Inteligência e natureza
- Clima e tecnologia. Na COP29, que aconteceu entre os dias 11 e 22 novembro de 2024, no Azerbaijão, as tecnologias digitais assumiram o centro da ação climática global. A Ação Digital Verde, um dos acordos firmados por governos, empresas e organizações presentes no evento, traz diretrizes para acelerar a ação climática e estimular a agenda de desenvolvimento sustentável por meio de tecnologias e inteligência.
- Riqueza “fácil”. Mangabeira pontua que o Brasil, até agora, tem escapado dos grandes debates mundiais que envolvem a aliança entre meio ambiente e ferramentas tecnológicas. Enquanto isso, investe nas “riquezas fáceis” da natureza, como agricultura, pecuária e mineração.
- Riqueza “difícil”. O professor avalia que o País deve se esforçar para desenvolver “riquezas difíceis”, relacionadas à inteligência e à tecnologia, aliadas aos recursos naturais. “Para que o Brasil se soerguesse, teríamos que substituir o modelo de desenvolvimento baseado no divórcio entre a inteligência e a natureza por outro, fundamentado no casamento entre a natureza e a inteligência”, defende.
Crime organizado
- Impactos econômicos. No Brasil, o crime organizado infiltra-se em grandes setores da economia, como mineração, mercado imobiliário, comércio de combustíveis e transporte público — o que, cada vez mais, afeta o crescimento econômico brasileiro.

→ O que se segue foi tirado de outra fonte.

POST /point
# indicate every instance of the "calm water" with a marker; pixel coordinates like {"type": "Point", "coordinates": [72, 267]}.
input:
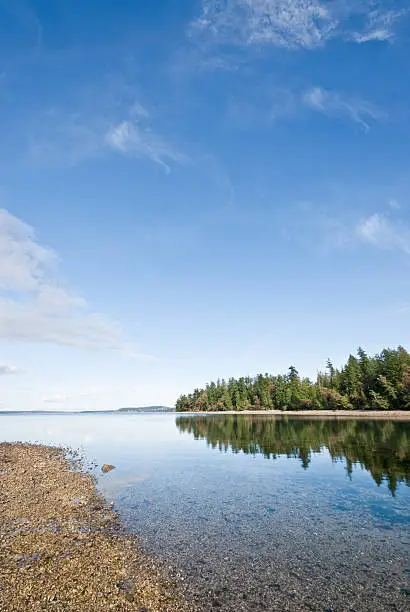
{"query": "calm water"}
{"type": "Point", "coordinates": [256, 512]}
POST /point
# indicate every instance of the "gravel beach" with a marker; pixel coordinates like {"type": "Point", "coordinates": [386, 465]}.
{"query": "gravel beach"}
{"type": "Point", "coordinates": [63, 548]}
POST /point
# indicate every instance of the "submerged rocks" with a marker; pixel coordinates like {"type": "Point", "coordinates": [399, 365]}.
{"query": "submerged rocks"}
{"type": "Point", "coordinates": [107, 468]}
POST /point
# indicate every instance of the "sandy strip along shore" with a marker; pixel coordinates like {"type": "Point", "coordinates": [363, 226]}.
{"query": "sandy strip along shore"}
{"type": "Point", "coordinates": [403, 415]}
{"type": "Point", "coordinates": [62, 548]}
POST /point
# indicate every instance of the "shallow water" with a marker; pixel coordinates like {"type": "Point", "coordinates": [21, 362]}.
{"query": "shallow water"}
{"type": "Point", "coordinates": [256, 512]}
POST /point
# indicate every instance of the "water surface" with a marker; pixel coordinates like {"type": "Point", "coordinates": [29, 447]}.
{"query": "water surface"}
{"type": "Point", "coordinates": [256, 512]}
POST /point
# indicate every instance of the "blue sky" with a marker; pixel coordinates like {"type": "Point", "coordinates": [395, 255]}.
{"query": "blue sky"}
{"type": "Point", "coordinates": [198, 189]}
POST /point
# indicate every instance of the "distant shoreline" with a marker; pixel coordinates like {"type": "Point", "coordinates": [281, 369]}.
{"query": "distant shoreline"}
{"type": "Point", "coordinates": [403, 415]}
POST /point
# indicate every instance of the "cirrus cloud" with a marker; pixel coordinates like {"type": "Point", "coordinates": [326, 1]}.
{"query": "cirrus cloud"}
{"type": "Point", "coordinates": [293, 24]}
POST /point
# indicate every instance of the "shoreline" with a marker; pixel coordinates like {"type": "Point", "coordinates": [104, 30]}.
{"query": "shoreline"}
{"type": "Point", "coordinates": [62, 547]}
{"type": "Point", "coordinates": [403, 415]}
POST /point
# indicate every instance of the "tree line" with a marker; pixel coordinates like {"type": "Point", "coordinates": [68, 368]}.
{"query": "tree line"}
{"type": "Point", "coordinates": [381, 382]}
{"type": "Point", "coordinates": [380, 447]}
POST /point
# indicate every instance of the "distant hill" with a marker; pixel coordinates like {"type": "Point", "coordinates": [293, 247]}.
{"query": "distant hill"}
{"type": "Point", "coordinates": [65, 412]}
{"type": "Point", "coordinates": [148, 409]}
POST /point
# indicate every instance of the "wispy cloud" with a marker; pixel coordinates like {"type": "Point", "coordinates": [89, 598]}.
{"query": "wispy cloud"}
{"type": "Point", "coordinates": [336, 104]}
{"type": "Point", "coordinates": [291, 24]}
{"type": "Point", "coordinates": [35, 306]}
{"type": "Point", "coordinates": [379, 25]}
{"type": "Point", "coordinates": [383, 233]}
{"type": "Point", "coordinates": [56, 398]}
{"type": "Point", "coordinates": [77, 136]}
{"type": "Point", "coordinates": [8, 370]}
{"type": "Point", "coordinates": [130, 137]}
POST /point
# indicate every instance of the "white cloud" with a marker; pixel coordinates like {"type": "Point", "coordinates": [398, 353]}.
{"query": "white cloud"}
{"type": "Point", "coordinates": [77, 136]}
{"type": "Point", "coordinates": [129, 136]}
{"type": "Point", "coordinates": [292, 23]}
{"type": "Point", "coordinates": [6, 370]}
{"type": "Point", "coordinates": [379, 25]}
{"type": "Point", "coordinates": [35, 306]}
{"type": "Point", "coordinates": [337, 104]}
{"type": "Point", "coordinates": [381, 232]}
{"type": "Point", "coordinates": [55, 399]}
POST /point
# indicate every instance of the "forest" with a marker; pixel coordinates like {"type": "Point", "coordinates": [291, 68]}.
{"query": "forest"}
{"type": "Point", "coordinates": [380, 447]}
{"type": "Point", "coordinates": [381, 382]}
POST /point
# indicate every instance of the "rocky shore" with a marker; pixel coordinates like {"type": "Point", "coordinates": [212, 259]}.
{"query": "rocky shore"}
{"type": "Point", "coordinates": [62, 547]}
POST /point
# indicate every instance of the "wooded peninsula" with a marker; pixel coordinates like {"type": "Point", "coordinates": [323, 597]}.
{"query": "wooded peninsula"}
{"type": "Point", "coordinates": [381, 382]}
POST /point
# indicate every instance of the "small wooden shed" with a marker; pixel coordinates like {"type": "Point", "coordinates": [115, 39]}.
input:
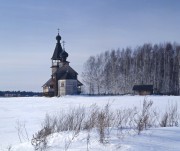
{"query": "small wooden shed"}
{"type": "Point", "coordinates": [143, 89]}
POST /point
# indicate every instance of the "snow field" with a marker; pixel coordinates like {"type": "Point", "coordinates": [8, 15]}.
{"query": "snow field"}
{"type": "Point", "coordinates": [31, 112]}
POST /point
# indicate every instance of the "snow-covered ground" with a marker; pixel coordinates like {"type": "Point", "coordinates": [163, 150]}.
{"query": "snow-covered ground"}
{"type": "Point", "coordinates": [28, 113]}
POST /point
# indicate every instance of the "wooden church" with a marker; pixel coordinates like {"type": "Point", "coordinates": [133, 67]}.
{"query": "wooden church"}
{"type": "Point", "coordinates": [64, 79]}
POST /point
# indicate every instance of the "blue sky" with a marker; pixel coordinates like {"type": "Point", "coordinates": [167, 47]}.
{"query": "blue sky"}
{"type": "Point", "coordinates": [28, 29]}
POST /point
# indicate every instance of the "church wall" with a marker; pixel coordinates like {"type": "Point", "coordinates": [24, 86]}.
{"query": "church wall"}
{"type": "Point", "coordinates": [67, 87]}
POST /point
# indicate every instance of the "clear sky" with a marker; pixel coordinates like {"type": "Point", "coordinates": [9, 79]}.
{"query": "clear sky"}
{"type": "Point", "coordinates": [28, 29]}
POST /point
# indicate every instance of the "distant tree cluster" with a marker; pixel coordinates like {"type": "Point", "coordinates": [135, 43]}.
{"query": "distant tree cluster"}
{"type": "Point", "coordinates": [19, 94]}
{"type": "Point", "coordinates": [116, 71]}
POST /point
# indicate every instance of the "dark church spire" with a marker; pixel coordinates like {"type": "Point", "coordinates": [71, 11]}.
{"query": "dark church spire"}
{"type": "Point", "coordinates": [59, 53]}
{"type": "Point", "coordinates": [58, 49]}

- Raio-X. Segundo estudo do Fórum Brasileiro de Segurança Pública em parceria com a Esfera Brasil, 72 facções criminosas estão presentes no País, incluindo duas transnacionais. E estas podem faturar cerca de R$ 335 bilhões apenas com o fluxo ilegal de algumas drogas.
- Omissão do Estado. Para Mangabeira, temos, hoje, um “Estado paralelo” em operação no País. Esse setor cresce ao oferecer à população direitos que deveriam ser providos pelo Poder Público. “O crime organizado é um fenômeno da omissão ou da fraqueza do Estado. Ele prospera e desenvolve-se ao assumir e desenvolver funções do Estado”, destaca.
- Insegurança custa caro. Nesse cenário generalizado, o Brasil destina, em média, 6% do Produto Interno Bruto (PIB) — R$ 200 bilhões —, anualmente, para a proteção contra a violência urbana, indicam dados do Instituto de Pesquisa Econômica Aplicada (Ipea) e da Confederação Nacional da Indústria (CNI). Em meio a câmeras de segurança, seguros, escolta armada e carros blindados, as empresas paulistas gastam quase R$ 60 bilhões por ano com segurança direta, projeta o economista Fabio Pina, da FecomercioSP.